An average company can easily take more than 2 daily acts, including traffic accidents, gas leaks, rescues, non-propagated fires, chemical emergencies, etc. from witch at least 50% could occur during the working hours. However, from all these acts only a small percentage will be mandatory.
The rule distinguishes none of these concepts, so an abusive worker could make abandonment of the workplace up to 10 times or more during the working week under the justification of attending an emergency, being protected by the standard. We must consider that a simple emergency will last between 30 minutes and 1 hour, but a complex emergency can take from 2 to 24 hours or more. This without taking in account the transfer times from the workplace to the site of the emergency.
I think that the damage that will cause to firefighters who will be discriminated against because of their status when confronting an application processes for a job, is inevitable. No matter how valuable the contribution of volunteers is in the assistance of third parties and the country in general, this is not a part of their actual job, so it cannot impose to the employer the burden of paying a salary for it. Unless the employer and the employee reach a mutual understanding on the matter committing the worker to a maximum of hours worked in the service and the employer to pay for it as a contribution from the company to the firefighting mission.

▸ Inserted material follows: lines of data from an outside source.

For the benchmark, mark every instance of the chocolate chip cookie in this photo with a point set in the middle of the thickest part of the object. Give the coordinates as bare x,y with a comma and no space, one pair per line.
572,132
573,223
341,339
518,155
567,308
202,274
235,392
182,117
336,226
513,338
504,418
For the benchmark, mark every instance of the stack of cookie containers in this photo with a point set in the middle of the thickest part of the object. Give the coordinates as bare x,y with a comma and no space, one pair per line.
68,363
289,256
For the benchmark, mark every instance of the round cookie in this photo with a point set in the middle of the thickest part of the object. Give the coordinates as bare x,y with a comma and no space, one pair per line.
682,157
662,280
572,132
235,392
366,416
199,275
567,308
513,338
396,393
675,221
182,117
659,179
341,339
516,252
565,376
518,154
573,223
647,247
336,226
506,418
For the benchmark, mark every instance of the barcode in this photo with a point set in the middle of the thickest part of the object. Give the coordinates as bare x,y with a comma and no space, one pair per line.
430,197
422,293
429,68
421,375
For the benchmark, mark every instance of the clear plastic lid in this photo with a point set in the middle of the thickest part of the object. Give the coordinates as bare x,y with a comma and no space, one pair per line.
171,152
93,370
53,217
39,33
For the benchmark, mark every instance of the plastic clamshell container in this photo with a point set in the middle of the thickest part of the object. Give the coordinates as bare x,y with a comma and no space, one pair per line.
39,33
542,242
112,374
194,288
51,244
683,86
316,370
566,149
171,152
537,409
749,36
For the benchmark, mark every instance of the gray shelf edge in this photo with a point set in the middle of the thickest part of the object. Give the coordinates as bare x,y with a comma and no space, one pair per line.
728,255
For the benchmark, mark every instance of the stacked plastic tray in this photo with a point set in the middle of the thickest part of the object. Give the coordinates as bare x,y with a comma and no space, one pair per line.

Some other questions that article 66 ter do not respond: What about the case of delays when entering the workplace on the occasion of attending an emergency? Would the norm apply? What is the treatment for the differences generated between the time of the emergency reported by the Fire Department Command and the actual time of absence? What if the volunteer is a member of a Department (ex.) Santiago, but works in (ex.) Valparaiso and attends to emergencies in that jurisdiction?
Hopefully the volunteer members of the Fire Brigades in Chile act in good faith in accordance with the intent of the rule and employers have sufficient tolerance to reach understandings with their workers. Meanwhile many volunteers are taking out of their resume a condition that recently was making them proud when facing a job application process.